My friends and family all had the same reaction to my writing a book on fly-fishing. “Whew! Fly-fishing is such an art. It's so difficult and expensive. How can you write about it—you have to do it.” Well, they may be right, but drawing on every wordsmithing tool I know, I hope to make the complicated simpler—not simple, simpler—so you can wade into the watery world and catch fish.
What you'll find between these covers is for the uninitiated, not the grizzled thirty-year veterans of fly-fishing who tied their first fly knots at age ten. After you read my introduction, you'll realize I have no mystical methods for deceiving wily trout. Instead, I'm seeking to demystify this long-acclaimed sport. My feeling is that anyone can dip their toes into fly-fishing waters and experience the pleasure surrounding this great pastime. If you want to enjoy this sport, rediscover peace in nature, or experience good fortune on some of America's most breathtaking rivers and streams, this book is for you.
Maybe you were like me not long ago: interested but not experienced and not sure where to turn. Fly-fishing is an endless learning experience that can be daunting. Yet there is a beautiful simplicity to it that lies just beyond a few practiced basics like casting and matching reel, rod, line, hook, and fly sizes. What you'll find here is everything you need to learn about this style of fishing.
I have a hunch that most of you have fished with traditional spin casting equipment and are now peeping over the wall at fly-fishing. Many fly fishers come to the sport from bait and spinning reels. The perception that fly-fishing is an elite, exclusive pursuit is held by few actual fly fishers. Most welcome new anglers. Yet Fly-Fishing is still considered to be a daunting and expensive sport. It doesn't have to be.
The novice who wanders into the local fly shop may seem like a bull in a china shop. But everyone new to the sport starts out this way. I trace back my own entrance into the fly-fishing world to the love of fishing in general, instilled in me as a youth growing up in the East Texas piney woods. Large bass, plucky sunfish, and spiny bluegill roamed the cow ponds nestled in forests crisscrossed by a network of oil well roads. My brother and I spent hours during the long summer days tossing nightcrawlers and grasshoppers with cane poles. Turtles usually chewed off our stringered catches, but what remained we soaked in salt water and fried. The delight of eating fresh-caught fish has not waned to this day.
After settling into Los Angeles in my early twenties, I chose the High Sierras as an annual destination. The five hours on Highway 395 was like time spent with an old friend. Netting glistening rainbows at 7,000 feet was pure magic. I had a brief run fly-fishing for salmon on Oregon's North Umqua in the mid-′80s, but did not yet take to the sport. And there was a reason for that.
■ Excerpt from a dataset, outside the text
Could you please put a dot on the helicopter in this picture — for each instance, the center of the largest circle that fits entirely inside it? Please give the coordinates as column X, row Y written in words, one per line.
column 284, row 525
I attribute the magic of fishing for trout on June Lake to an old master who described a better way than the old Texas hit-and-miss approach. He said to anchor my boat 30 to 40 feet from the reeds, cast 20 feet from the shore in about 8 feet of water with a 2-foot, 2-pound leader and #18 treble hook jammed with floating cheese or salmon eggs. Pretty mechanical. I thoroughly enjoyed it, though, because bait casting in East Texas meant pretty much changing from night crawlers to purple worms to grasshoppers to lures, then back again. Trout fishing seemed like a formula for catching all fish, and it was. The old-timer's recipe worked most of the time, as I came home year after year with my limit. Today that view has changed. Though fly-fishing is more of a challenge, its rewards exceed those of bait fishing, and the concept of catching my limit has been reversed to limiting my catch.
What happened during my first fly-fishing experience was that my lack of casting ability quickly eroded my patience and enjoyment. As my fly-fishing friend so aptly insists, “Casting is the main thing at first.” If the novice can't learn even the basic cast, he or she will quickly tire of fly-fishing and end up watching others from a convenient rock. That happened to me.
So let me encourage you right now to spend the time and money on a lesson or two. You may know someone who fly-fishes, but are they a good teacher? A good fly fisherman does not necessarily make a good teacher. You start to pick up their bad habits, and spend years down the road trying to work out their kinks. Even the world's top golfing pros take lessons.
Fly shops offer guides and instructors. My first instructor was a Federation of Fly Fishing certified instructor who had me casting for nearly three hours in a duck pond until I learned to cast properly. Of course, I had to practice, practice, practice those good techniques. And you will, too.